2010 yılında yapılan anayasa değişikliğinin temel motivasyonunu ise millet iradesinin temsilcileri olan seçilmiş siyasilerin ‘siyasal alanın tek ve meşru belirleyicisi’ olmasının yanı sıra, AYM gibi toplum ve devlet için neyin iyi olduğuna karar verme cüreti gösteren bürokratik vesayet kurumlarının da asli işlevlerine döndürülmesi amacı oluşturmuştur.
Yaşanan yapısal değişim, diğer birçok kurumda da vuku bulduğu üzere, Paralel Devlet Yapılanması tarafından azami şekilde suiistimal edilmiştir. Ayrıca mahkemenin müstakil bir sorunu olan ve yıllardır devam eden başkanlar bahsi de ayrı bir sorun olmaya devam etmektedir. AYM, son dönemde ‘Twitter kararı’ ve ‘dershane kararı’ örneklerinde olduğu gibi, devlet ve toplum hayatı için kırılma teşkil edecek davalarda ‘vesayetçi zihniyetin’ etkisinden kendisini kurtaramamıştır.
AYM ‘Twitter kararında’ görüldüğü üzere; vergi vermeyen, Türkiye’nin ulusal kanunları ile kendisini bağlı görmeyen, kanunlarımızı her an çiğneyen, millet adına karar veren mahkeme kararlarını uygulamayan, kısaca Türkiye’nin ulusal egemenliğini kabul etmeyen Twitter şirketinin menfaatlerinin savunucusu durumuna düşmüştür. Bunu, teorik olarak hiç kimsenin itiraz edemeyeceği ‘ifade özgürlüğü’ söylemi perdesinin ardında yapmıştır.

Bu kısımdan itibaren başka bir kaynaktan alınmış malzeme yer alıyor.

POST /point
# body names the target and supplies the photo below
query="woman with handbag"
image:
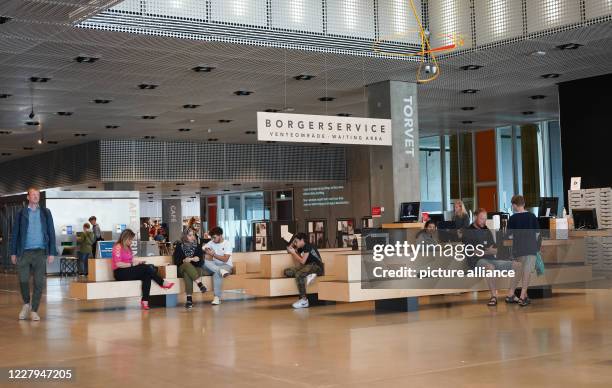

Son olarak, AYM ‘dershane kararı’ ile aktivist yüzünü bir kez daha göstermiştir. Basitçe ifade edecek olursak, bir ülkede eğitim sistemin nasıl olması gerektiği meselesi siyasetin en önemli tartışma alanıdır. Başta siyasi partiler olmak üzere siyasi aktörler, eğitim politikalarını ortaya koyarlar ve toplumdan bu politikaları uygulamak için fırsat vermesini isterler. Bir siyasal görüşün eğitim politikasını beğenmeyen halk, serbest seçimlerle o siyasal hareket yerine bir başkasına hükûmet etme görevi verir.
AK Parti Hükûmetinin eğitime ilişkin pek çok politikasından biri de, dershanelerin dönüştürülmesi olmuştur. Bu politikanın uygulamaya konulmasından sonra siyasi partiler, medya, akademi ve sivil toplum örgütleri arasında çok sert tartışmalar yaşanmış, ilki yerel seçimler, ikincisi de Cumhurbaşkanlığı Seçimi olmak üzere iki seçimin temel tartışma konusu AK Parti’nin dershane politikası olmuştur. Nitekim her iki seçimi de AK Parti kazanmış, millet bu politikaya onay vermiştir.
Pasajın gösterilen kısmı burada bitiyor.